Cast Cloud Incident Summary – Oct 2017
As a result of outages with Cast's file host, between September 20th 2017 and October 14th 2017, a small number of Cast user recordings were not mixable or downloadable, and between October 4th and October 7th we were forced to place Cast into maintenance mode.
While we can't prevent outages with the 3rd-party infrastructure vendors we rely upon to run Cast, we are deeply sorry about this outage, and we want to reiterate our commitment to making sure that Cast is a reliable service. As a result of this outage we are working to study and improve Cast's points of failure to reduce the impact and severity of such an outage on Cast in the future.
What happened?
On September 20th 2017, our automatic monitoring systems detected that a small number of Cast user mixes and file downloads were failing to complete. We investigated the issue and determined that it was a problem with our file hosting provider, and reached out to them for more information. They indicated that this problem was an unintended side-effect a data migration they had underway, and reported that they expected it to be resolved quickly. While the majority of the affected files resolved over the subsequent days, we continued to monitor a small number that remained affected.

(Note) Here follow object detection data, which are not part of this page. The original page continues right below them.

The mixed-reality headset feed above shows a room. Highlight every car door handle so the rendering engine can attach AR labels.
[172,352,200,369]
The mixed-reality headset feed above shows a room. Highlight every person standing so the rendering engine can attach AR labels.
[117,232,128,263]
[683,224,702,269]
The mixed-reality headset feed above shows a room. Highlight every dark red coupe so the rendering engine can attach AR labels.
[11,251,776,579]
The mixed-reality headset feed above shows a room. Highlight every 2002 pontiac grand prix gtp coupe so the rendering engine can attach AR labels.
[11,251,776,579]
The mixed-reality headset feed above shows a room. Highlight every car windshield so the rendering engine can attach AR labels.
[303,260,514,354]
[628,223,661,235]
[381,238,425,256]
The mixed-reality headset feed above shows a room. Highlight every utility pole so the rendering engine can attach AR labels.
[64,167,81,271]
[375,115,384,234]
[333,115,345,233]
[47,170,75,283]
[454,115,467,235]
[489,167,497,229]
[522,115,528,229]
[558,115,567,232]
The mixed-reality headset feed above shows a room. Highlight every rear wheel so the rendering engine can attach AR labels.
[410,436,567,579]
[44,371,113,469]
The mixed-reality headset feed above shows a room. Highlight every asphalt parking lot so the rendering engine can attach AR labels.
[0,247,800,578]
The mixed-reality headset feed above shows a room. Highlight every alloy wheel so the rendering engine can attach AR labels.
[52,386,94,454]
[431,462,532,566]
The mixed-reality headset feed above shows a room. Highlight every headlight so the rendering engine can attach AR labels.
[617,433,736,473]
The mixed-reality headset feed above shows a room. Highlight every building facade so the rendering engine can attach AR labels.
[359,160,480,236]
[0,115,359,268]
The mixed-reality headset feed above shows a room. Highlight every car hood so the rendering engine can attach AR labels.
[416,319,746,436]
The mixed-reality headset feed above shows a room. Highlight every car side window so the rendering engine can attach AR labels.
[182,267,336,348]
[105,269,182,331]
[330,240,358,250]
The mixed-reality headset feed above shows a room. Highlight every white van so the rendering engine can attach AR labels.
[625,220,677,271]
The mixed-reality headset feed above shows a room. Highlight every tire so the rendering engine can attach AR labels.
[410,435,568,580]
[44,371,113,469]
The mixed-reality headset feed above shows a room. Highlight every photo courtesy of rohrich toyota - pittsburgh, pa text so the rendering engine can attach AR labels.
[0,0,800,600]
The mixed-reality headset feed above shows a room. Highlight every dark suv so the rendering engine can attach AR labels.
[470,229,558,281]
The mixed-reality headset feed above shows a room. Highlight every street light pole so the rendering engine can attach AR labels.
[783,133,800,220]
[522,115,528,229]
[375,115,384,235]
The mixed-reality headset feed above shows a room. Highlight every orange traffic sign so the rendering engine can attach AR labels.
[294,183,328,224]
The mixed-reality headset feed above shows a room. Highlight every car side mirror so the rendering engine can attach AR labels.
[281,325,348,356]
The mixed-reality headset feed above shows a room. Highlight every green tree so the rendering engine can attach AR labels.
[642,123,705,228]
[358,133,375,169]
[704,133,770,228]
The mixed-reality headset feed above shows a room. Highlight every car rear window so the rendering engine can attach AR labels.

On October 4th 2017, we detected a major disruption that was affecting all files stored with our hosting provider, and we put Cast into maintenance mode as a result. Despite initial indications from our hosting provider that this would be resolved shortly, their platform did not stabilize until Oct 7th, at which point we were able to take Cast out of maintenance mode and resume regular service. A small number of files from the initial and subsequent outage remained unreachable, and we monitored these files as they returned to reachability over the subsequent days.
How did we respond?
Following the initial outage on September 20th, we increased our system monitoring and worked around the clock to manually restore backup copies of user recordings where we had them. Cast runs periodic backups where we take snapshots of recordings and store them with an additional hosting provider, and in nearly all cases we were able to restore unreachable files from these backups. In a few cases, user recordings had not yet been backed up at the time of the outage, and these specific recordings were unable to mix or download until the file restoration completed with our file host.
Following the acute outage on October 4th, we put Cast into maintenance mode to prevent data loss for new recordings. During this time we maintained frequent contact with our file host and ran extensive monitoring on their system. Throughout the outage we set a target of providing multiple daily updates, whether we had new information to share or not. We also increased both the number of people working to provide customer support, as well as our support hours, with our support desk continuing to run nearly around the clock throughout the week and the weekend.
What will we do to mitigate problems like this in the future?
While Cast generates off-site backups of recordings, these backups are captured periodically and don't represent the totality of Cast's file store. These backups were, instead, intended as insurance against things like an accidental recording deletion. Further, the periodic nature of these backups means that, at any given time, there exist new recordings that have not yet been backed up off-site.
Going forward, we will be working to improve the latency between recording completion and backup, and reduce our reliance on a single file host, as well as building automatic redunancy into our file store. Further, we aim to build a hot standby for our file storage system, meaning that we can rapidly respond to an outage of this nature and resume regular service much more quickly without relying on any specific vendor for service restoration.